Original Article By Cindy Harper
A push to regulate algorithms and online speech shows Ireland’s growing willingness to trade digital freedom for centralized control of information.
Ireland’s Joint Committee on Artificial Intelligence has issued a report urging new national laws to regulate how AI systems and social media platforms handle online speech and data.
We obtained a copy of the report for you here.
The document, released this week in Dublin, outlines a plan to target “hate” and “misinformation” while pressing the government to go beyond European Union standards and impose tighter domestic controls.
The committee’s First Interim Report calls for strict oversight of AI-driven recommendation engines, the systems that determine what users see online.
It argues that algorithms which amplify “harmful and hateful content” should be directly addressed through legislation, identifying this as a serious gap in current regulation that “must be addressed in any EU and national legislation.”
Two organizations featured prominently in the report’s evidence sessions: the Irish Traveller Movement and BeLonG To. Both receive significant public funding for programs centered on “anti-racism” and “LGBT advocacy.”
The Traveller Movement told lawmakers that children in its community are vulnerable to algorithmic bias, while BeLonG To said “AI perpetuating discriminatory stereotypes” and producing content that targets minority groups are growing problems.
The committee concluded that “strong enforcement of the Digital Services Act and safety by design” is needed to deal with these harms.
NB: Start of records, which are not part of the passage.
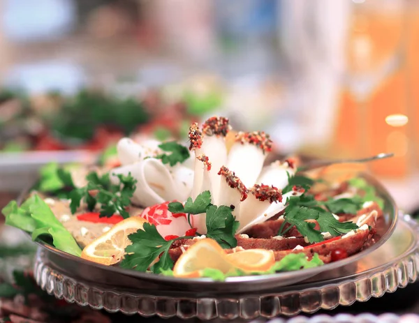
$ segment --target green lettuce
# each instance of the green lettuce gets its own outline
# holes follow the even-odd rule
[[[80,257],[82,250],[71,235],[54,216],[50,206],[37,195],[28,198],[20,206],[10,201],[1,212],[6,224],[29,232],[32,240],[50,237],[59,250]]]
[[[362,202],[374,201],[381,209],[384,208],[384,200],[377,196],[375,188],[369,185],[365,179],[356,177],[350,179],[348,183],[351,186],[364,191],[364,195],[362,197]]]

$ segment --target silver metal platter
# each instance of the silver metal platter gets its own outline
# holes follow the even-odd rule
[[[328,277],[336,273],[341,276],[348,271],[353,271],[358,267],[360,260],[367,257],[388,239],[395,227],[397,206],[385,188],[374,179],[367,175],[365,177],[375,186],[377,193],[385,202],[385,220],[382,221],[381,227],[377,227],[381,239],[356,255],[319,267],[271,275],[231,277],[225,282],[214,282],[210,278],[166,277],[124,269],[117,266],[104,266],[60,251],[43,241],[38,241],[38,243],[43,251],[43,262],[46,266],[87,285],[103,289],[134,294],[142,291],[154,296],[183,295],[188,297],[230,297],[242,293],[257,294],[269,292],[281,287],[307,280],[322,273]]]
[[[312,312],[321,307],[332,308],[339,303],[349,305],[356,299],[366,300],[372,294],[373,281],[368,283],[365,278],[367,276],[365,277],[367,286],[362,285],[362,288],[367,290],[360,291],[360,296],[357,280],[365,274],[372,274],[377,266],[392,266],[392,260],[404,254],[408,246],[413,246],[416,251],[416,227],[409,227],[406,221],[399,221],[398,230],[402,230],[401,236],[407,246],[398,253],[387,253],[390,258],[383,255],[381,250],[392,248],[393,244],[404,246],[394,243],[394,237],[400,234],[395,234],[392,239],[385,242],[395,231],[398,211],[381,184],[369,176],[364,177],[376,187],[377,193],[385,201],[385,220],[378,227],[381,236],[374,245],[339,262],[309,269],[232,277],[225,282],[214,282],[209,278],[182,279],[106,266],[37,241],[39,248],[35,265],[36,280],[49,293],[68,301],[111,312],[139,313],[145,316],[156,314],[163,317],[177,315],[182,318],[198,317],[209,320],[216,317],[272,317],[278,314],[295,315],[300,310]],[[22,197],[27,195],[25,192]],[[410,224],[413,227],[413,223]],[[409,269],[409,273],[414,271],[415,276],[409,276],[408,280],[416,279],[416,266],[414,268],[413,271]],[[374,274],[381,275],[381,271]],[[383,278],[385,281],[380,280],[381,287],[388,283],[386,277]],[[388,288],[397,288],[398,285],[396,283],[395,287],[394,281],[398,278],[397,274],[389,276],[392,280],[388,284]],[[340,282],[346,279],[355,280],[344,285],[346,287],[341,290]],[[319,288],[329,284],[335,285],[325,292],[323,290],[319,292]],[[388,288],[381,288],[375,292],[383,293]],[[265,310],[265,306],[270,310]]]
[[[291,316],[366,301],[416,281],[419,271],[418,238],[417,223],[409,216],[401,217],[390,238],[378,249],[364,254],[356,263],[298,284],[265,290],[231,289],[214,293],[211,292],[210,284],[206,285],[209,290],[202,285],[200,291],[176,290],[163,283],[145,282],[115,273],[116,279],[126,280],[124,285],[128,283],[126,280],[134,285],[122,287],[115,279],[110,284],[109,274],[87,282],[80,278],[82,275],[91,277],[98,272],[80,272],[86,269],[78,268],[76,264],[63,268],[54,262],[50,251],[43,247],[38,248],[34,274],[41,288],[56,297],[109,312],[201,320]],[[274,276],[271,278],[274,279]],[[192,284],[187,282],[187,286]]]

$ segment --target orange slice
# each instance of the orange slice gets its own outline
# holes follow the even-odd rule
[[[235,267],[244,271],[265,271],[275,263],[274,252],[266,249],[248,249],[227,255]]]
[[[146,222],[139,216],[119,222],[86,246],[82,251],[82,258],[107,266],[120,262],[125,254],[125,248],[131,244],[128,236],[142,229]]]
[[[203,239],[189,247],[176,262],[173,276],[200,277],[206,268],[219,269],[223,273],[234,269],[221,246],[211,239]]]

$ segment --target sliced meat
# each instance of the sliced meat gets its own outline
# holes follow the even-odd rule
[[[285,238],[285,239],[254,239],[243,238],[238,235],[237,246],[244,249],[269,249],[272,250],[284,250],[293,249],[297,246],[307,246],[304,238]]]
[[[331,241],[325,243],[314,245],[297,250],[275,251],[275,260],[281,260],[290,253],[304,253],[309,259],[311,259],[315,253],[323,256],[323,262],[330,262],[330,254],[337,250],[344,249],[348,253],[348,256],[352,255],[361,250],[369,236],[369,230],[359,231],[353,236],[346,238],[341,238],[339,240]]]

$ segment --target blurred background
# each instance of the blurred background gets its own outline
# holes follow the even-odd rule
[[[418,52],[415,0],[0,0],[1,198],[216,114],[281,155],[394,152],[371,171],[414,212]]]

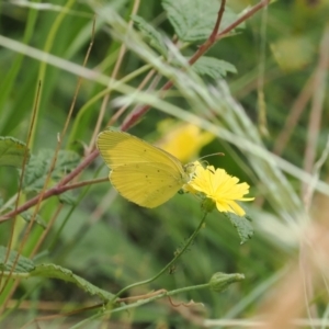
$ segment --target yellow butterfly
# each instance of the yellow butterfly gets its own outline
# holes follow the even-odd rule
[[[112,169],[109,179],[125,198],[148,208],[172,197],[191,179],[194,164],[136,136],[117,131],[99,134],[98,149]]]

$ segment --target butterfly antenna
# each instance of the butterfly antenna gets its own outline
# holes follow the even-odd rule
[[[197,160],[204,159],[204,158],[208,158],[208,157],[213,157],[213,156],[225,156],[225,154],[223,152],[217,152],[217,154],[211,154],[211,155],[206,155],[204,157],[198,158]]]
Beyond content moderation, the committee recommends that governments compel social media companies to stop AI systems from being used “for misinformation campaigns aimed at destabilising society.”
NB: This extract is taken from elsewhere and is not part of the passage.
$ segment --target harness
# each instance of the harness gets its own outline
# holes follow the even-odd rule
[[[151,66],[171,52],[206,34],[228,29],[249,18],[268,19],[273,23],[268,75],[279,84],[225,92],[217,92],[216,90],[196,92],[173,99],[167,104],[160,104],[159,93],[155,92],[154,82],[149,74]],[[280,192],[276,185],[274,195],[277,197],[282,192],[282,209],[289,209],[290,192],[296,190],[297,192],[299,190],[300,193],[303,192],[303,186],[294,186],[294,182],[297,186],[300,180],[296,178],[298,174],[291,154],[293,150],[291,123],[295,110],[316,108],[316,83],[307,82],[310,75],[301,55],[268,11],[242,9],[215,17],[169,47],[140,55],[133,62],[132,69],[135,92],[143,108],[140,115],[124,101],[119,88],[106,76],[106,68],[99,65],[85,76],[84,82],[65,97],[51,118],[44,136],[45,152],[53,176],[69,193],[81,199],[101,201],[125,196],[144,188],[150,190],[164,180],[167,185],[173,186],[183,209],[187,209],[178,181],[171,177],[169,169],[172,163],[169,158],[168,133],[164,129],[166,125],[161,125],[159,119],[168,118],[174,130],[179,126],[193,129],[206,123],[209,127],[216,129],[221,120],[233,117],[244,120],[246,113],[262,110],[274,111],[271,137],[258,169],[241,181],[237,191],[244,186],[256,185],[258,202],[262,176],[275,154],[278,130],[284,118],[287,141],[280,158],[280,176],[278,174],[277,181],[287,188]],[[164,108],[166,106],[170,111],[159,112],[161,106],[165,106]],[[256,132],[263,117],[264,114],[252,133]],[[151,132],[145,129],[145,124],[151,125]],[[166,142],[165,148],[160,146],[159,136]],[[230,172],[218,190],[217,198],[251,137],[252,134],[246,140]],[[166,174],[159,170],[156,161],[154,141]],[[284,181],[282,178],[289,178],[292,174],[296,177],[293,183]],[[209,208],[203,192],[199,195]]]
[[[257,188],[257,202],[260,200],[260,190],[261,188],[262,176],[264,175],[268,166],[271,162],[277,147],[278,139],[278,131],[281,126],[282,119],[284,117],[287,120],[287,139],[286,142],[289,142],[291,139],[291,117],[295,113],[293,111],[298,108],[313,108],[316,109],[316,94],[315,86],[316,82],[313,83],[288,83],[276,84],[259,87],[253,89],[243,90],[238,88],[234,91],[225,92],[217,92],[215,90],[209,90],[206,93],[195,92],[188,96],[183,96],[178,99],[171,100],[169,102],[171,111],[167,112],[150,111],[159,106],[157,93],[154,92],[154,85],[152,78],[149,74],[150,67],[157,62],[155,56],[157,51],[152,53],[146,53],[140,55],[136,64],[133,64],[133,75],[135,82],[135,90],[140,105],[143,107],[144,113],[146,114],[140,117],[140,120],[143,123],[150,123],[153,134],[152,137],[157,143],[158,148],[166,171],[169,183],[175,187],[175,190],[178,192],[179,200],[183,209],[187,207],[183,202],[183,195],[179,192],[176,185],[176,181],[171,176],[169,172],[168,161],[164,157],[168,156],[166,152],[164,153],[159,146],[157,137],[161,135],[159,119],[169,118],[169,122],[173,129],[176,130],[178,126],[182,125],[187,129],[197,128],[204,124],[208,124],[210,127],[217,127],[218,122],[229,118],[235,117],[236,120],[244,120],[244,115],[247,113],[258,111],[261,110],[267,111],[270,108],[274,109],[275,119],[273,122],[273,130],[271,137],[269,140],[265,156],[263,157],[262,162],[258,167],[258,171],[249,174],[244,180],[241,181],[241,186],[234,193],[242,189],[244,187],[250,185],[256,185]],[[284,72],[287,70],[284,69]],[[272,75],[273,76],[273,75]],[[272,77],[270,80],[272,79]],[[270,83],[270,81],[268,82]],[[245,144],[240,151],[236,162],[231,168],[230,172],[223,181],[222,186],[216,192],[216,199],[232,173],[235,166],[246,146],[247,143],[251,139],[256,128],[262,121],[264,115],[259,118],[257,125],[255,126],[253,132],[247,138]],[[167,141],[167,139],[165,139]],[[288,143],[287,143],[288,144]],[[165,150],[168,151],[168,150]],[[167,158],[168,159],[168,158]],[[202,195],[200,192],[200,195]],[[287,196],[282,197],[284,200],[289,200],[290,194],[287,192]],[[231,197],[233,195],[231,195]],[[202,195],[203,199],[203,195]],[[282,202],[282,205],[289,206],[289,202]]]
It warns that Ireland “must not shy away from the EU AI Act or try to dilute it,” describing the Act as “a minimum baseline for national AI regulation.”
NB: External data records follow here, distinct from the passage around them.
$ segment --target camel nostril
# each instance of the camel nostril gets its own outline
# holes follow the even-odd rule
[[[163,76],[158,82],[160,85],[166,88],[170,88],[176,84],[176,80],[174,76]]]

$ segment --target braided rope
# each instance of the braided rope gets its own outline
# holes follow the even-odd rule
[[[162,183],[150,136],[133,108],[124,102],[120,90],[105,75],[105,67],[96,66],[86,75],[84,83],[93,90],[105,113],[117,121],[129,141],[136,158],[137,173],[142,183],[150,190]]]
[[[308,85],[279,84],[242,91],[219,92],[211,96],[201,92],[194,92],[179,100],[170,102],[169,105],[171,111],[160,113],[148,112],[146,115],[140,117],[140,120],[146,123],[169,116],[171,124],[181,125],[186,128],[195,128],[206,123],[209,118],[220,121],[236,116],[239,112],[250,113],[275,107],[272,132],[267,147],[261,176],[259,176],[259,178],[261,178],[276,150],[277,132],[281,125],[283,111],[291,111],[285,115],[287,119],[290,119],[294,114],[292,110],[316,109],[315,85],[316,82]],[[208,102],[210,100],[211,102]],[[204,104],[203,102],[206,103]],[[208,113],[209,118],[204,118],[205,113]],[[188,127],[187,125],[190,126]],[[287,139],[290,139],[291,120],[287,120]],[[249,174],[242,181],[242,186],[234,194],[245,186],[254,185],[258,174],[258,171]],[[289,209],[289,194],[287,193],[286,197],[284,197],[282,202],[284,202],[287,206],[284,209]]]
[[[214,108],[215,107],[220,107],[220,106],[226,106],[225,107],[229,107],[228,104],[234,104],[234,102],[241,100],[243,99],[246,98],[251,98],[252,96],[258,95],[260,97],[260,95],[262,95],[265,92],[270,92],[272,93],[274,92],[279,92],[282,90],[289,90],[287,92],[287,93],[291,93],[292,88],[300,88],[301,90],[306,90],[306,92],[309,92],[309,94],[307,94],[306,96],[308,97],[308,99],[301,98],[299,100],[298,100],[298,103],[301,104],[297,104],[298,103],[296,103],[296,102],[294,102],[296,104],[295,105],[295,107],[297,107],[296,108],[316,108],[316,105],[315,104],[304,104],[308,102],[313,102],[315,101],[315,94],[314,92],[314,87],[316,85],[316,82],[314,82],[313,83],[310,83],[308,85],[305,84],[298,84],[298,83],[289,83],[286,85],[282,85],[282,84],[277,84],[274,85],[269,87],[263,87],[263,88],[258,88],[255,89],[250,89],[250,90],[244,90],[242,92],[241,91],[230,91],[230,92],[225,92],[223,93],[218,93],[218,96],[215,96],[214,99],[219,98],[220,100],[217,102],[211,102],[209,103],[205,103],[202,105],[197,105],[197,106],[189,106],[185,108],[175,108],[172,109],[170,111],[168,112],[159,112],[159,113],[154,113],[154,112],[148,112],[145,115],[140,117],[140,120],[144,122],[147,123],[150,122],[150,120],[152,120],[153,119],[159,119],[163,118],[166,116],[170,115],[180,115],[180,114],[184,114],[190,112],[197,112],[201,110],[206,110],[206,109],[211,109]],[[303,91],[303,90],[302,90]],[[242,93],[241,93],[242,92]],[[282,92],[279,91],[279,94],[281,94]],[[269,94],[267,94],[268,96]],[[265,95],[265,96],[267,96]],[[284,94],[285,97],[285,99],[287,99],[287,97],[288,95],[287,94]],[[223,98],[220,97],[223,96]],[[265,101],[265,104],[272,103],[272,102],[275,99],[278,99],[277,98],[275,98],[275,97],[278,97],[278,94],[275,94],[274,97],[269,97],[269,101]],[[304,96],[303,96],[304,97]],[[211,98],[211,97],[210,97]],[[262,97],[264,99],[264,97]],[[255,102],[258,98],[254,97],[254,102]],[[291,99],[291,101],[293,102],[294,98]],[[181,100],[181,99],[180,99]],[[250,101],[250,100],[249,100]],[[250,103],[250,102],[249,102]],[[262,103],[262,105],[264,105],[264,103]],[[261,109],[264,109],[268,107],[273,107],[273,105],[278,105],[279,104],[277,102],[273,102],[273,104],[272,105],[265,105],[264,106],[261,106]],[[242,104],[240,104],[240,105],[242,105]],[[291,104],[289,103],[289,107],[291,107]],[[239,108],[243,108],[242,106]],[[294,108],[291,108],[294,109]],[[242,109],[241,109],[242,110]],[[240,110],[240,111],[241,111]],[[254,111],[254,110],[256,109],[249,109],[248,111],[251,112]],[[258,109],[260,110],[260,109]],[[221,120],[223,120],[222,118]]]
One of the most far-reaching recommendations concerns how platforms deliver information.
The committee proposes that “recommender systems should be designed so that recommended material that is put out delivers a balanced point of view, that is evidence-based.”
For ordinary users, recommendation features would be switched off by default. For younger users, the report calls for a complete ban on enabling these systems.
Although the document never uses the term “digital ID age verification,” its logic depends on it.
Identifying which accounts belong to minors would require verifying the age of every user, effectively introducing a nationwide system of identity checks before accessing algorithmic feeds.
The report dismisses concerns that stricter oversight could harm innovation.
Referring to testimony from the Irish Council for Civil Liberties, it argues that “the false dichotomy of innovation vs. regulation serves the vested interests of billionaires,” concluding that “robust, well-implemented regulation of AI is essential.”
It also advises the government to invest in “publicly owned AI resources and technologies” to reduce dependence on private companies, and to tighten copyright protections so that AI developers cannot train their models on creative works “without the consent of their creators.”
The committee wants a new “national AI Office” in place by August 2026 to coordinate these efforts.
Disabling recommendation engines, enforcing “balanced” viewpoints, and tracking user ages would move control of digital information flows toward centralized authorities, raising concerns about privacy, free expression, and the long-term direction of internet governance in Ireland.